Aldir, fazer o quê?, entra. Ainda fungando".

quarta-feira, 3 de março de 2010

Carnaval em Salvador - A Saga - Parte VII - Queimando a largada...

Título alternativo: "A Dança do Besouro"®.

Sexta-feira. Quase Carnaval. Clima de festa.
Tudo muito bom, tudo muito bem...

Hector e Lete, a essa altura, já têm companhia. E olha que não é uma companhia qualquer.

Com dezoito Carnavais nas costas, Besouro já sabe de cor o horário de todos os blocos, conhece todos os taxistas, dá dicas sobre a rota mais rápida, prediz o tempo pelo espessura do colarinho da cerveja, e conta histórias da época em que os trios ainda eram puxados por carroça.

Quando o conheceram, Hector e Lete nem imaginaram que Besouro, além de tudo isso, ainda tinha uma carta guardada na manga de seu abadá: a (ainda não) famosa "Dança do Besouro"®.

Os movimentos são muito mais difíceis do que qualquer Reboleichon; Besouro teve que repeti-la 387 vezes para que Hector pudesse, enfim, aprendê-la.

Aos corajosos que queiram se aventurar, eis o caminho das pedras:

INGREDIENTES:

1 mochila para líquidos, 2 litros de vodka, 12 latinhas de cerveja, 1 bandana vermelha, animação a gosto.

MODO DE PREPARO:

Antes do bloco: Abra uma latinha. Beba enquanto veste o seu abadá. Abra outra latinha. Amarre uma bandana vermelha na cabeça. Abra mais uma latinha. Beba enquanto não está fazendo nada. Abra outra latinha. Beba enquanto pensa nas últimas latinhas. Pegue as duas garrafas de vodka. Enquanto despeja todo o conteúdo de uma na mochila, beba a outra garrafa. Beba as outras oito latinhas enquanto os amigos estão se arrumando. Beba toda a vodka da mochila antes de o bloco começar.

Durante o bloco: Ande vinte metros. No meio da multidão, jogue-se de costas no chão. Enquanto cai, movimente freneticamente os braços. Ainda durante a queda, tente se agarrar a algum folião desatento. No chão, balance braços e pernas de forma totalmente descoordenada. Tente levantar. Desista. Tente novamente. Desista. Balance a cabeça quando falarem que você "queimou a largada". Ria.
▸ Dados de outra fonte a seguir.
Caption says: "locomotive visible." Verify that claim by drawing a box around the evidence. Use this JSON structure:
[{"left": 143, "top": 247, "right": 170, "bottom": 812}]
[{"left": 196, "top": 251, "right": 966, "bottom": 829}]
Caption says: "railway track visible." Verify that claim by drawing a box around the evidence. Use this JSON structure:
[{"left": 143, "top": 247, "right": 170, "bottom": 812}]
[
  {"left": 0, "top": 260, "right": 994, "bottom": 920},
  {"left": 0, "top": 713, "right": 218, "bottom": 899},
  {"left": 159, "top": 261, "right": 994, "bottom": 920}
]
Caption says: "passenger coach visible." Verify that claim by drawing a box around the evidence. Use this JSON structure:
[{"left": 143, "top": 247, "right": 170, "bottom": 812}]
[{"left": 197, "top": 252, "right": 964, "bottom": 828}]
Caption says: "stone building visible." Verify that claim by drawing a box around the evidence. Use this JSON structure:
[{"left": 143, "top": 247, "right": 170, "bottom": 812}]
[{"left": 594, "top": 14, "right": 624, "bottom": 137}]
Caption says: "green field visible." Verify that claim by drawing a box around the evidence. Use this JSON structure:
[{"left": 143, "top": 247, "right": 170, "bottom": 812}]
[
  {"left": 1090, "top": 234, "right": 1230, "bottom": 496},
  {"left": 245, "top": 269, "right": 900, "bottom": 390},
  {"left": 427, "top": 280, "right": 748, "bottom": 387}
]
Deixe que o levantem. De pé, repita o movimento.

Depois do bloco*: Escolha dois baianos corpulentos para o carregarem até o táxi. "Voluntariamente"**, pague R$ 50 pra cada um. Use duas latinhas como muleta. Durma em frente à primeira porta que encontrar. Espere a chegada dos amigos.
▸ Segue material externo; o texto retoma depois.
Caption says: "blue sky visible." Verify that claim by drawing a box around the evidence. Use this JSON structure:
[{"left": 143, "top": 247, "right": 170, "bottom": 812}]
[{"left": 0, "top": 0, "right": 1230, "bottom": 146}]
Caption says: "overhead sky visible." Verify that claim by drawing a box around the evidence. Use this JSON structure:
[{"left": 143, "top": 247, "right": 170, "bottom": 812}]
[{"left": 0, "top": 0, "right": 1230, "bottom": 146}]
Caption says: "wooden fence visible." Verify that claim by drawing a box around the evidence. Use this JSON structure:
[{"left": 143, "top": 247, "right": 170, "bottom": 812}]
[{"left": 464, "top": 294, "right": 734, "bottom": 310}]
No dia seguinte: Reclame de dor nas costas. Ria. Abra uma latinha. Mantenha a animação e o bom humor. Volte ao início.

(Homenagem ao Besouro, "amigo novo, parceiro novo"...)

* Segundo relatos.

** N.E.: As aspas, aqui, dão a entender que o autor está sendo irônico.

O meu "8 1/2"

Tac, tac, tac, tac, tac [passos]

[silêncio]

Onde é que eu falo? É aqu... iiiiiiiiiiiiircccccch [microfonia]?
Este troço está ligado?
Alô! Tuc, tuc, tuc. Alô! Aaaaa-lô!
Tesssssssssssstando.
Uh! Doih! Trêh!
Tesssssssssssstando.

Ok!

Grrrrtgrrruuuuuuuuuum [pigarro].

Bem, eu já sei o que você vai dizer...
E eu confesso: estive ausente.

Pensei até em inventar uma desculpa qualquer.
Falar - sei lá! - que comi um acarajé estragado e passei uma semana no banheiro.
Mas, neste tempo dos notebooks, palmtops e iphones, acho que até o papel higiênico deve ter acesso à internet.

Então, acho melhor falar logo a verdade.
E a verdade é que estou em uma severa crise de inspiração.
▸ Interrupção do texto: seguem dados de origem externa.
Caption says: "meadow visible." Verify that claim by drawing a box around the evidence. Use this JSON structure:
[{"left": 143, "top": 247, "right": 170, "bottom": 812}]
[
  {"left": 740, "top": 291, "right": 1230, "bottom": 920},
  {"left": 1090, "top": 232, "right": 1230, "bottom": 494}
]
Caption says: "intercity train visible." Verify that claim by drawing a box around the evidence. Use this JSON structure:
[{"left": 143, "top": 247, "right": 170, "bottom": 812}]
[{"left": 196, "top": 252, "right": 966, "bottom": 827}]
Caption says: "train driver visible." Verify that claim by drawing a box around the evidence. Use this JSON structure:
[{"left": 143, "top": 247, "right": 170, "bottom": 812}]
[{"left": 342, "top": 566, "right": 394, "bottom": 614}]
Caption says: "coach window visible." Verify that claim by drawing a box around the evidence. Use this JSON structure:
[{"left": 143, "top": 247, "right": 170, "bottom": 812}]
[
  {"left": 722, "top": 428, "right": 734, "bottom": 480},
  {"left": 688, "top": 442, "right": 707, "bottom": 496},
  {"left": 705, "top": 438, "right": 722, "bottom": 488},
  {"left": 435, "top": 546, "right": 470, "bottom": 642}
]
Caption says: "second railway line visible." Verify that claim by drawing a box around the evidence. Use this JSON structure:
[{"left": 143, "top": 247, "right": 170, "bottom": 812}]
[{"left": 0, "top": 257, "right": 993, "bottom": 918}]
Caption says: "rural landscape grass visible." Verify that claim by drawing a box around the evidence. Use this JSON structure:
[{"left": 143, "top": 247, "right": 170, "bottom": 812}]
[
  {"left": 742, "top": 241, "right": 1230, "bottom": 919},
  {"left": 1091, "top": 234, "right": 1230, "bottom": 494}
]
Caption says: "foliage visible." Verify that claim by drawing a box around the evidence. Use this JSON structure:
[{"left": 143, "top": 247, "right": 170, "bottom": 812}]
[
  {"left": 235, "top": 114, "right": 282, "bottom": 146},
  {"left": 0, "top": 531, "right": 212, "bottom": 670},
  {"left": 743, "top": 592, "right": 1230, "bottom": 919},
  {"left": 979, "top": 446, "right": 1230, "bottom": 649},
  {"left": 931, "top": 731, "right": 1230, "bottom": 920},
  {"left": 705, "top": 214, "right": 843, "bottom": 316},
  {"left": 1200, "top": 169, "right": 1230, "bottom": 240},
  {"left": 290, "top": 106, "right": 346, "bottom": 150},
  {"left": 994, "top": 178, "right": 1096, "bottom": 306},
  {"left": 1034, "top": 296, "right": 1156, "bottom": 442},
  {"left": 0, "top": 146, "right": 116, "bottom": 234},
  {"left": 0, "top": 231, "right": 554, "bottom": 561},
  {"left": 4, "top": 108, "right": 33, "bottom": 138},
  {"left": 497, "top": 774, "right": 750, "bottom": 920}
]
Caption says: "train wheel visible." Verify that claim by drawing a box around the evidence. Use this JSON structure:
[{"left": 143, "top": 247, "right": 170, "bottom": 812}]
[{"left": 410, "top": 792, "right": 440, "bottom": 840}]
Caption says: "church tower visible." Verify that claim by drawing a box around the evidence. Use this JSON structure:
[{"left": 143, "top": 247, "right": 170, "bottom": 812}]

Agora mesmo, estou parado feito um paspalho em frente ao computador, e não sai nada.
Já tentei até brincar de caça-palavras no teclado (encontrei um "pô", um "oi", um "ui", e até um "tres" bem forçado).
Putz! Não acredito que você se deu ao trabalho de ir conferir!

É... Pelo visto, nunca vou conseguir terminar minha nona postagem.

Então, senhoras e senhores, voilà: eis o meu post "8 1/2"!